More On The Not-Lifting VIX

Adam Warner at Daily Options Report reports on an uninspiring VIX.

More On The Not-Lifting VIX

So what’s with the sluggish VIX? FT Alphaville takes a look.

Investors are finding that the Vix volatility index, widely followed last year as Wall Street’s gauge of fear, is no longer the accurate barometer that it was.

When the S&P 500 fell sharply last October and November, the Chicago Board Options Exchange’s Vix, which measures the implied volatility of options based on the broad US equity market benchmark, surged to record highs.

This week, the Vix has been relatively subdued even as the S&P on Tuesday fell below 700, a level not seen since 1996, following another series of sharp sell-offs.

The breakdown in the relationship between the S&P and the Vix, which have historically moved in inverse proportion to each other, is a product of a number of factors and could suggest that stocks may have seen the worst of the current bear market, say traders.

NY Sun cartoonAccording to Randy Frederick, director of trading and derivatives at Charles Schwab, it may be a case of battle fatigue. "The Vix is not really indicating where the broader market is going at the moment and it can’t really stay at relatively elevated levels close to 50 indefinitely. No bad news is really shocking anyone any more and an elevated Vix is essentially an indication of surprise."

Well, hopefully if you read here, you’ve seen about 38 posts on this subject.

There is some thought that the lower-high VIX is actually a bullish divergence.
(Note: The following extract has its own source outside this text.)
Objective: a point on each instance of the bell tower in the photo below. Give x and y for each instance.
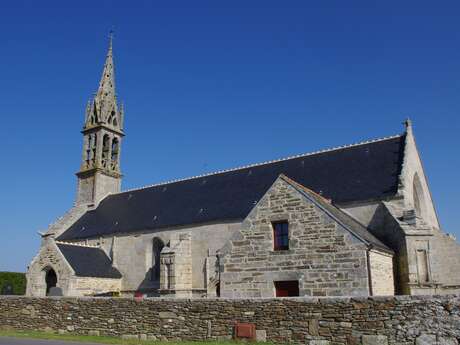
(100, 173)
And as they say later in the article, it’s been a pretty orderly selloff.

That is of course until yesterday. So perhaps we have entered a capitulatory phase, at least in the intermediate term?
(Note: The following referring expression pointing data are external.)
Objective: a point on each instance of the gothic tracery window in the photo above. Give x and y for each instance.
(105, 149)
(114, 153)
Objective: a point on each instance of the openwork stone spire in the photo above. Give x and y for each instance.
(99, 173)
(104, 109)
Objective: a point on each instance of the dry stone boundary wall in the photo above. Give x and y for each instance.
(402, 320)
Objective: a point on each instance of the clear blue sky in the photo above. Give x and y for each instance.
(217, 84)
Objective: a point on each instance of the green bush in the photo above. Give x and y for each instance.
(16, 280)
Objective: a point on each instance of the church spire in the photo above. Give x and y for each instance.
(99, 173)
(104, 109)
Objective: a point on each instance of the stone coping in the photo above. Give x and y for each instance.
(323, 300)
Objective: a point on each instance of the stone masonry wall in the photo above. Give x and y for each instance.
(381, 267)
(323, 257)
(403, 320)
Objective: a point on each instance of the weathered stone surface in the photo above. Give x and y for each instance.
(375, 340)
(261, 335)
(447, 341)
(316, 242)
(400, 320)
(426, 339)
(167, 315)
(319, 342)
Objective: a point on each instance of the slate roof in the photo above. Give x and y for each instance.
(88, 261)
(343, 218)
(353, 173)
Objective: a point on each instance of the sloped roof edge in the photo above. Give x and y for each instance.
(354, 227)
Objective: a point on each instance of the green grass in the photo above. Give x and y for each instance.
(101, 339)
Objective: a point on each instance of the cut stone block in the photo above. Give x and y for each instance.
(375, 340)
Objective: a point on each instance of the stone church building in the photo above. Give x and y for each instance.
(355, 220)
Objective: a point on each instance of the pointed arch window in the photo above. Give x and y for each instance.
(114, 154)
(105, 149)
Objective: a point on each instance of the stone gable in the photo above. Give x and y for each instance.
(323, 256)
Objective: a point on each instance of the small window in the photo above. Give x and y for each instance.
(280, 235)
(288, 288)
We’ll see. But even if so, still not convinced the VIX takes out the Fall highs. Nor is that something that really will matter that much. Basically, you just don’t have the carnage in many sectors that you had last Fall (tech anyone?) and ergo you have reduced realized stock index volatility.

And mind you, 50 VIX is nothing to sneeze at.

Just one quibble with the piece though. The VIX hasn’t "failed". It’s measure of volatility, and in that respect, it’s in a fairly accurate stretch. If anything, the VIX has overstated realized volatility in 2009. It correlates about -.67 to the SPX, but as with any two measures, you will see times the relationship breaks down a smidge. We had an increasing stock/increasing volatility era in the late 90’s, perhaps we have a decreasing stock/not increasing volatility era now. Although even there, volatility is not actually decreasing, it’s just not rallying.